First-in-man, early feasibility studies and compassionate use experience in almost 200 patients show a reliable feasibility of TMVR using several devices. Safety concerns as evaluated at midterm follow- up must be further assessed by enlarging the clinical experience. The approach remains mainly transapical but a shift to a transfemoral-transseptal approach is the focus of every development program.
Clinical outcomes include complications due to access, delivery, positioning and fixation, as well as due to impact on surrounding structures or device performance. The important role of a detailed pre-procedural planning by echocardiography and CTA is demonstrated. The peri- procedural imaging needs to be of high quality for successful TMVR. The periand post-procedural haemodynamic management will play an important role as to clinical outcomes. We are at a very early stage of the TMVR experience, and further studies are necessary to provide deeper insight into safety, efficacy and durability of these new devices.
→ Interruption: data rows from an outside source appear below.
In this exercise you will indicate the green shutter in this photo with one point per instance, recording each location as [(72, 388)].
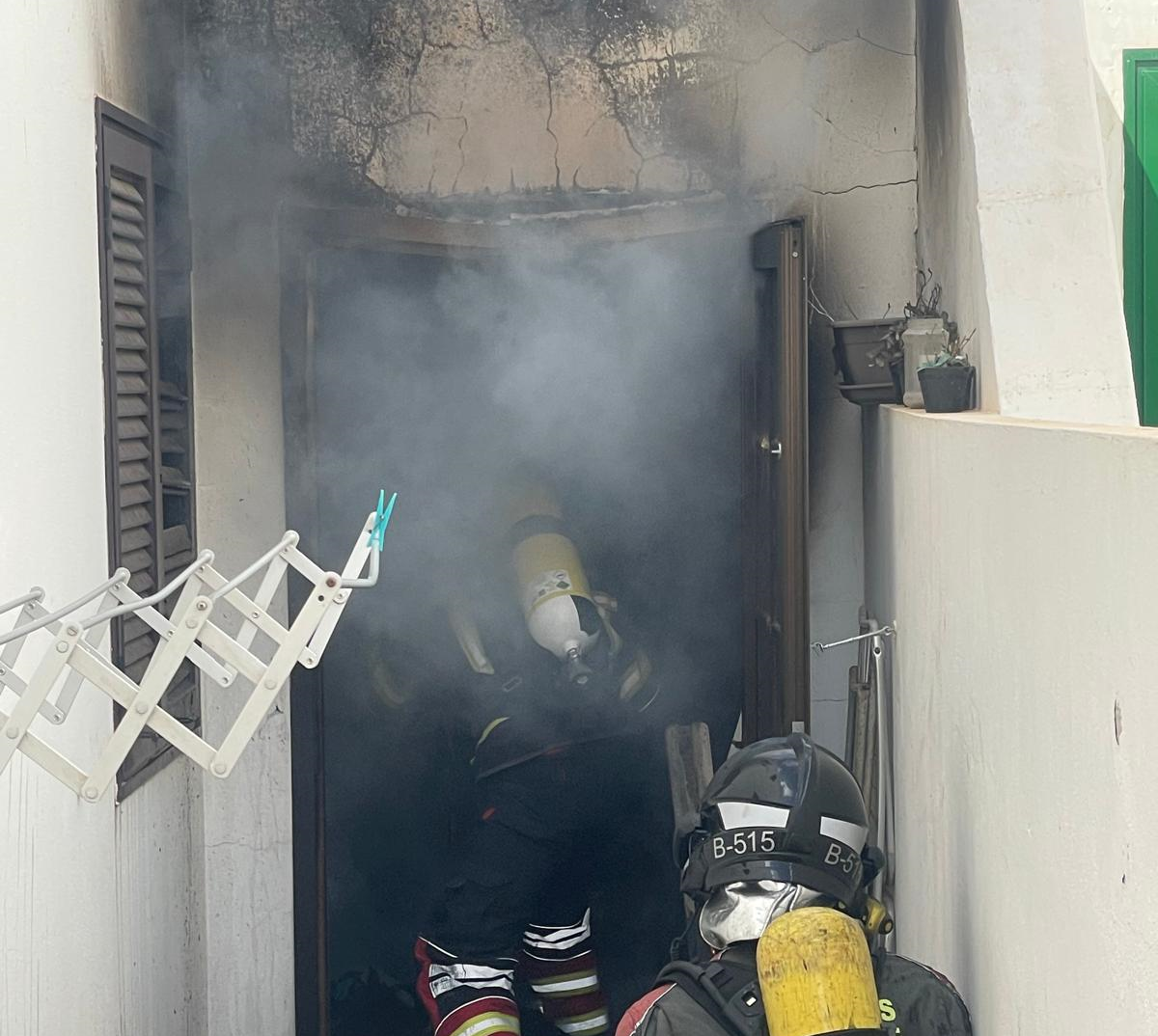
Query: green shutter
[(1141, 225)]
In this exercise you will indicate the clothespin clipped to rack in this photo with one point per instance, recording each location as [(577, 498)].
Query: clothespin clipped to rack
[(381, 519)]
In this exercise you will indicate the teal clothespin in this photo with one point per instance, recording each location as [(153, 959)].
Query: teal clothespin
[(381, 519)]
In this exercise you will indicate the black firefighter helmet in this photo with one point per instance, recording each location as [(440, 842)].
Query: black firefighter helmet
[(786, 810)]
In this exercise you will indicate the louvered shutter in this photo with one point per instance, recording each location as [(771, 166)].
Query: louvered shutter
[(131, 330), (145, 282)]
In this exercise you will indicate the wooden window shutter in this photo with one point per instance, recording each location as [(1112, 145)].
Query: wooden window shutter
[(146, 325)]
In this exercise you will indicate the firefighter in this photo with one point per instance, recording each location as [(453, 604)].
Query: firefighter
[(557, 692), (777, 859)]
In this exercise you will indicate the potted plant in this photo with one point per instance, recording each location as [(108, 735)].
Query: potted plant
[(948, 380), (869, 360)]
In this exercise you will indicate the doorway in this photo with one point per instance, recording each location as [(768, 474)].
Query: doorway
[(615, 365)]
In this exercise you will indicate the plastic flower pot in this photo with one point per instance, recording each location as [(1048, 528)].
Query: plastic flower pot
[(948, 388), (871, 370), (924, 339)]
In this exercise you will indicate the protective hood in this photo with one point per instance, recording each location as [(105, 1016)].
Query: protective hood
[(741, 912)]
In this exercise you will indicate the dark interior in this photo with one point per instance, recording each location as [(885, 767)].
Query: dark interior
[(617, 368)]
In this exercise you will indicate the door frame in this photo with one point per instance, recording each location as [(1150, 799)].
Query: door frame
[(777, 661), (306, 232), (1144, 340)]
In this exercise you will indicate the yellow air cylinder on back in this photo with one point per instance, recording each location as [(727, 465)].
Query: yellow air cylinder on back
[(815, 975), (557, 602)]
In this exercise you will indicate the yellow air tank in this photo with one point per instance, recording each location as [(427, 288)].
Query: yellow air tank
[(557, 602), (815, 975)]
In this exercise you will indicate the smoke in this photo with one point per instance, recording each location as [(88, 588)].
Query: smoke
[(615, 369)]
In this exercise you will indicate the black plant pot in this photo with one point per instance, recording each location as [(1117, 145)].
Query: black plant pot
[(861, 348), (948, 389)]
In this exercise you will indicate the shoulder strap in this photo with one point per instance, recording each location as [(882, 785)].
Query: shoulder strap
[(721, 990)]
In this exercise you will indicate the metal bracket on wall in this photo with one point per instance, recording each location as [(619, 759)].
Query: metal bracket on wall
[(195, 631), (883, 631)]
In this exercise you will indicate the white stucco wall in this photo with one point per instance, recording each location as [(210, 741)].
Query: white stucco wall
[(1019, 561), (244, 844), (1054, 344), (59, 955), (1115, 26)]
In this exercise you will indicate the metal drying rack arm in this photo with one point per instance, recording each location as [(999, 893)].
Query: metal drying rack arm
[(204, 559), (117, 578), (288, 541)]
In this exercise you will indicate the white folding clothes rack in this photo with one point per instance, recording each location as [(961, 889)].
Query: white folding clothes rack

The current indications of severe MR with high surgical risk as well as stenosis will need to be elucidated with evidence and extended by experience. This is even more relevant since DMR and severely calcified stenosis currently are excluded from most ongoing studies.
TMVR most certainly has the potential to become the standard of care for mitral stenosis and mitral regurgitation beyond repair. And at best, it may meet the expectation to be a one-for-all simple and reliable therapy for mitral valve diseases.